Il est vrai que les entreprises françaises ont bénéficié d’un dispositif d’aides mis en place par l’Etat français tout à fait exceptionnel. Je pense plus particulièrement aux Prêts Garantis par l’Etat qui ont permis à des entreprises de traverser cette période difficile, et de préparer peut-être plus sereinement la sortie de crise.

Autre évolution notable, l’accélération de la digitalisation des processus financiers, mais également des méthodes de prospection. La crise a probablement poussé de nombreuses entreprises qui n’étaient pas encore tout à fait dans l’ère de la digitalisation, à accélérer les choses. Elles ont finalement réalisé en six mois, ce qu’elles auraient exécuté en cinq ou dix ans dans une conjoncture « normale ».

Ces dernières années, beaucoup d’évolutions réglementaires visent les acteurs économiques particulièrement en matière de RSE, en écho d’ailleurs aux nouvelles attentes sociétales des citoyens. Pensez-vous que ces évolutions représentent une tendance lourde qui va s’amplifier ?

De nouvelles réglementations poussées effectivement par les consommateurs, poussés par le marché et les jeunes générations qui recherchent des emplois dans des entreprises plus responsables.

Donc, bien sûr, c’est une tendance de fond. Tendance qui s’accélère avec de nouvelles réglementations en vue, comme celles sur la taxonomie ou l’obligation de reporting, qui toucheront davantage d’entreprises de taille plus réduite, bien au-delà de la seule population des très grandes entreprises aujourd’hui concernées par de nombreuses réglementations.

Enfin, qui dit nouvelles réglementations, dit nouvelles normes…

Dernière question, êtes-vous confiante quant à la dynamique entrepreneuriale française ?  Il y a de nombreuses aides apportées aux entreprises, mais nous pouvons également constater la forte capacité d’adaptation des entrepreneurs cherchant de nouvelles pistes de développement.

Plutôt confiante, oui. En premier lieu, je trouve que les entrepreneurs sont plutôt inventifs. Regardez la French Tech… Nous en sommes à la 24ème Licorne déclarée en janvier 2022. Bien évidemment, cette créativité, cette capacité à innover, à créer de la valeur, va bien au-delà des seules licornes ! Beaucoup d’entreprises ont cette force.

L’autre sujet d’optimisme est la réindustrialisation de la France qui est peut-être enfin engagée, du moins dans certains secteurs d’activité. Une réindustrialisation portée d’un côté par des entrepreneurs, souvent jeunes, qui veulent activement participer à la redynamisation des territoires. Une réindustrialisation portée par ailleurs, consécutivement à la crise sanitaire actuelle, par la nécessité de revoir certaines chaînes d’approvisionnement en les sécurisant avec des partenaires géographiquement plus proches. Ceci embarque bien évidemment la question de notre souveraineté économique. Ceci vise également d’autres questions particulièrement cruciales comme de travailler avec des pays peu respectueux des droits humains.

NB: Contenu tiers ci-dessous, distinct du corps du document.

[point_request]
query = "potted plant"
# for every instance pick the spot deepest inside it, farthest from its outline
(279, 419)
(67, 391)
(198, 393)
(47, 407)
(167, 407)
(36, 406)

Dans le contexte national et international actuel, je pense que les entreprises françaises sont bien placées pour remporter des parts de marché significatives, et que les entrepreneurs hexagonaux n’ont pas dit leurs derniers mots. D’autant que nous sommes dans un pays, où entreprendre devient plus facile, et où l’argent pour investir ne manque pas.

En tout état de cause, le développement économique et l’aventure entrepreneuriale doivent ambitionner un monde plus durable, plus solidaire, favorisant le bien-être social, ainsi que la protection de tous les écosystèmes. La feuille de route de la France pour l’Agenda 2030 va au demeurant dans ce sens.